The annual show, now in its 18th year, takes place August 1 at the Chinese Benevolent Association’s headquarters in St Andrew.
Music producers Chris Blackwell, Lee Gopthal and Sonny Roberts; singers Laurel Aitken and Owen Gray; and deejay Dennis Alcapone will also be honoured.
Kingsley Goodison, whose King Omar Promotions produces the annual event, considers Duke Vin an unsung hero of Jamaican dancehall.
“The sound system is really the birth of Jamaican music, and for him as a black man to go to England and introduce it is really an achievement,” he said.
Born Vincent George Forbes in central Kingston, Duke Vin was a protégé of Thomas ‘Tom the Great Sebastian’ Wong, a pioneer sound system operator.
In 1955, one year after stowing away to the UK on a ship, he started Duke Vin the Tickler’s, the country’s first sound system.
Three years later, he was involved in the UK’s first ‘sound clash’ with another Jamaican, Count Suckle.
As Jamaican music (ska, rocksteady) took off there during the 1960s, Duke Vin’s reputation as an ‘elder’ in the West Indian community grew.
He was also a co-founder of the Notting Hill Carnival in 1973. Duke Vin died in 2012 at age 84.

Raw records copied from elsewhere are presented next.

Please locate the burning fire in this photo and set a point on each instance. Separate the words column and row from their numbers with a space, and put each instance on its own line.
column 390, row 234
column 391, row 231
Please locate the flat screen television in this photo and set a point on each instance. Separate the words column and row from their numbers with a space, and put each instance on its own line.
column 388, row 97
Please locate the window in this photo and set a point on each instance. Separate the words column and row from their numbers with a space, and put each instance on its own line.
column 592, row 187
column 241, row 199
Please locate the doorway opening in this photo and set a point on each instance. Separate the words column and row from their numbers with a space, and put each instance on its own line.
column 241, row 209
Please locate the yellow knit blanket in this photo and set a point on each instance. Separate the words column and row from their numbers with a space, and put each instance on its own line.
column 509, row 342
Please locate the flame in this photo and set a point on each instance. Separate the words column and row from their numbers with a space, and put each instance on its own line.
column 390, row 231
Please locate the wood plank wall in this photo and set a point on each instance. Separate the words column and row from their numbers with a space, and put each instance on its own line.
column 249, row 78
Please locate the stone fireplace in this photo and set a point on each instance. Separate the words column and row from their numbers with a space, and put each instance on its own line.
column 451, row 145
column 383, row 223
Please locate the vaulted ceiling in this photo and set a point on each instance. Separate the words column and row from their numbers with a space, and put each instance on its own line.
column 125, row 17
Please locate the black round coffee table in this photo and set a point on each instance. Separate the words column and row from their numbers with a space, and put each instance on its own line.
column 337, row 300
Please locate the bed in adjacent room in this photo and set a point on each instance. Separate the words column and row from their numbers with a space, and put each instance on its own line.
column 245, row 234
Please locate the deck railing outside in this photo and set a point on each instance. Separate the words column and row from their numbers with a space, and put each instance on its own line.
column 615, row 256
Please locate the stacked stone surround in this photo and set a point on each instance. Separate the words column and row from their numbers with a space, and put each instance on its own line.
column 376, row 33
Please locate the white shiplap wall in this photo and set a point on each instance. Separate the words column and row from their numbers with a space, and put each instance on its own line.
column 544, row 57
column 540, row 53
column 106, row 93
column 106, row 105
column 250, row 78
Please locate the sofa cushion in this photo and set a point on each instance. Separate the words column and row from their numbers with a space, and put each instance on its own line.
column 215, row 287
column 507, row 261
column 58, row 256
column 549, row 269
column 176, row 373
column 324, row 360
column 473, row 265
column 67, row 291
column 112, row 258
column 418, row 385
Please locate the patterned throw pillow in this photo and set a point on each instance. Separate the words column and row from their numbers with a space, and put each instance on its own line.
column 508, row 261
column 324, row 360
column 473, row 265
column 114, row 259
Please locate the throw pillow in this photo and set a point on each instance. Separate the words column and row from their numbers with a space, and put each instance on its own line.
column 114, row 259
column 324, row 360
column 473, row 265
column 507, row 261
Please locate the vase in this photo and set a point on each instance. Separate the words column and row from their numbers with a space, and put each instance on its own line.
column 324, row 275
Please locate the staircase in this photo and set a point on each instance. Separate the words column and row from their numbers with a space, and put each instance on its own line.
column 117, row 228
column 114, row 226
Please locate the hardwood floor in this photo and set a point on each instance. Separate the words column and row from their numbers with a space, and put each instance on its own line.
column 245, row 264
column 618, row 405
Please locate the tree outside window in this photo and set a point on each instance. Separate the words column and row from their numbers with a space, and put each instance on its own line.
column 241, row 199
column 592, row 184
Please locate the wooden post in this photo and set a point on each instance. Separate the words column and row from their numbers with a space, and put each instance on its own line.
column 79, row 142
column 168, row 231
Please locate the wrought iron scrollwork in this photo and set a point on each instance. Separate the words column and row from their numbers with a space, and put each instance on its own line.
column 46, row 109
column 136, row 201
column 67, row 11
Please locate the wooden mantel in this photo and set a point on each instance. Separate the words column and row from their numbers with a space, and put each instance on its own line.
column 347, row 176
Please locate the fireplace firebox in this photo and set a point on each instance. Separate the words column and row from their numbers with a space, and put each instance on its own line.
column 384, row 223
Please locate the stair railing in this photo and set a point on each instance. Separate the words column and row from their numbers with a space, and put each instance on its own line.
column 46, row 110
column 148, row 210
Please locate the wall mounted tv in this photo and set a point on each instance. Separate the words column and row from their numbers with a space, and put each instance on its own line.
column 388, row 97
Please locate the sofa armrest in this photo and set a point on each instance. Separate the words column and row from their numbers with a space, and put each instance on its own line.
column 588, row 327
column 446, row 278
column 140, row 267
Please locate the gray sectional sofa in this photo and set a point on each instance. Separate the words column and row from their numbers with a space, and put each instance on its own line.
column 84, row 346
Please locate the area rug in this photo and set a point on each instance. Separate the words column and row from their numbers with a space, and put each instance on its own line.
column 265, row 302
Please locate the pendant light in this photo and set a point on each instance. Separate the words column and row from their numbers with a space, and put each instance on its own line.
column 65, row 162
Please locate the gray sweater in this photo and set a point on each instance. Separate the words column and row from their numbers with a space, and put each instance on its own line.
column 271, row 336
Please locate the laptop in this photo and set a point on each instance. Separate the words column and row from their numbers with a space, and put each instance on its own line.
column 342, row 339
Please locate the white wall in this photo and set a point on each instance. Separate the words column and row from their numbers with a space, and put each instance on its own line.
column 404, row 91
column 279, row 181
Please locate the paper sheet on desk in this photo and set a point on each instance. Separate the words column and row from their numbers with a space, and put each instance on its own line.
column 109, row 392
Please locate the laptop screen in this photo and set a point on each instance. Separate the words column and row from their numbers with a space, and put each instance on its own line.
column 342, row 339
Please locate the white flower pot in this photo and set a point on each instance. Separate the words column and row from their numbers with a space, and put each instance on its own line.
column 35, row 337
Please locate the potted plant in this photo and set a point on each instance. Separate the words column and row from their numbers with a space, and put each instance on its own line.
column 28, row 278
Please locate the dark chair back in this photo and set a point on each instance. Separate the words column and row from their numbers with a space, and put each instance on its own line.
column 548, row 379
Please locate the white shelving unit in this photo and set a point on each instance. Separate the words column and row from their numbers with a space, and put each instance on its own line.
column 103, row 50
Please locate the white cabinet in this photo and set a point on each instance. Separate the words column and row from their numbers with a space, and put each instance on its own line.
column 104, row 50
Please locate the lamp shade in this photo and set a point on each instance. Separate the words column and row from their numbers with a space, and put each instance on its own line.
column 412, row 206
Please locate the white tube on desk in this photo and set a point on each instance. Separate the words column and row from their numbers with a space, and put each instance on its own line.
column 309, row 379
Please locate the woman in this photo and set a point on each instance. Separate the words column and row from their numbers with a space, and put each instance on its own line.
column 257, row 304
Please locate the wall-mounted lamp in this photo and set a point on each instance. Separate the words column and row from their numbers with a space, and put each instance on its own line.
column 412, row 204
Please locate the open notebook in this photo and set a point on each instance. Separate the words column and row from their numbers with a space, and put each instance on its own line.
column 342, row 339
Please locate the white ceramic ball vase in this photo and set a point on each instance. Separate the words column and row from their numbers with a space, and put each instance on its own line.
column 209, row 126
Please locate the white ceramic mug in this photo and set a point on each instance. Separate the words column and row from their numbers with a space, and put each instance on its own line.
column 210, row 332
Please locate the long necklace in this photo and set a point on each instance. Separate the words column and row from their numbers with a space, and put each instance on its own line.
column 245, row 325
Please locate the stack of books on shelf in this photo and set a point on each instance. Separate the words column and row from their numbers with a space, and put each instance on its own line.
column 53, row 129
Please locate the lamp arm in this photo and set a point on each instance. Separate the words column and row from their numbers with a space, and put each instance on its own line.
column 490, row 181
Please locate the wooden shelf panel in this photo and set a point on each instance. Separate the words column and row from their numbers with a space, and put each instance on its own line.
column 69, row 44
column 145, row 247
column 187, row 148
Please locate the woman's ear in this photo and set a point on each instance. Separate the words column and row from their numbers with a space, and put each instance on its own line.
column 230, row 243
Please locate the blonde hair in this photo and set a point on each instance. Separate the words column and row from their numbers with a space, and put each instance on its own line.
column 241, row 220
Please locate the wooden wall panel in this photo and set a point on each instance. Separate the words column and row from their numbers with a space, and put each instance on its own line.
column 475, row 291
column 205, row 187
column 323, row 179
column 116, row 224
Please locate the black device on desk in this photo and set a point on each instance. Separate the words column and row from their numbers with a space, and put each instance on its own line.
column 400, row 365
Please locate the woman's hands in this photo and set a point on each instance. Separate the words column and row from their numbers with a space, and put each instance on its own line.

Blackwell launched Island Records in 1959 along with fellow producer Leslie Kong and Australian engineer/producer Graeme Goodall. That company helped launch the international careers of Bob Marley, U2 and Melissa Etheridge.
Gopthal was a founder of Trojan Records, another influential British label that released a number of major reggae albums and songs, including John Holt’s 1000 Volts of Holt and Everything I Own, by Ken Boothe.
Roberts, originally from Manchester, is the first West Indian to operate a recording studio in the UK. He opened it in London in 1961; through his Planetone and Orbitone labels, he helped popularise Afro Beat, lovers’ rock and soca.
Goodison has gone for theme events for the last two ‘tributes’. In 2013, he acknowledged the contribution of Australians to reggae; last year, he cited the impact of the Chinese.